The rules of the algorithm are quite straight-forward. To begin, initialise a distance table data structure such as a list or an array with an element for each node which contains the node identifier, shortest distance (set to infinity or a very large number), the closest node id, and a flag to specify if the node has been visited (initialised to false): {
        shortestDistanceFromFirstNode: Infinity,
        previousNodeId: null,
        visited: false

Then set the starting node’s shortest distance to zero and the graph can then be traversed:

  1. Get the next closest unvisited node. The starting node will be the first node we visit because we set the distance to zero.
  2. Get all the connected nodes to this node.
  3. For each connected node, if it hasn’t been visited, calculate the distance. For weighted graphs this is the value of the weight (e.g. road length). For Mythos I added weights to the type of relationship i.e. parents are closest, then spouse, then acquaintances. a) Add this distance to the node’s shortest distance value retrieved from our distance table. b) If the total distance is less than the current shortest distance then update the distance table with the new distance and closest node id values.
  4. Mark the node as visited.
  5. Repeat until all nodes have been visited.

The algorithm is a “breadth-first” search algorithm i.e. it doesn’t work towards a direct destination (unlike depth-first searching). It expands out from the initial starting point considering all neighbours, choosing the closest until all nodes have been visited. We can then calculate the shortest distance between two nodes by simply reading from the distance table:

  1. Create a stack.
  2. Push the destination node id onto the stack.
  3. Retrieve the node from the distance table.
  4. Push its closest node id onto the stack.
  5. Repeat until the closest node id equals the starting node id.
  6. Pop from the stack and you have the shortest path between the two nodes.
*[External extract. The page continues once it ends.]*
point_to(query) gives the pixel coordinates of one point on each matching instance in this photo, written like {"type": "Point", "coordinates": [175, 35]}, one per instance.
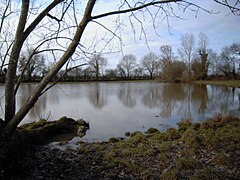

My implementation currently calculates the shortest path for all nodes which results in a slight delay when the page is loaded. This could be optimised by pre-calculating it and making it available as a dataset, or just calculating it on the fly when two nodes have been selected, but this would slow down the user experience.

🆙 Heroes & Homer

The visual has now been updated with characters from Stephen’s equally excellent follow up to Mythos, Heroes. Reading these wonderful books has inspired me to read the classics. I’ve just finished The Iliad and The Odyssey and I highly recommend you do the same. Such great stories and beautiful writing from nearly 3000 years ago, what’s not to like? The background from reading Mythos and Heroes certainly helped when getting an idea of the gods and their capricious ways. The main characters have also been added to the visualisation.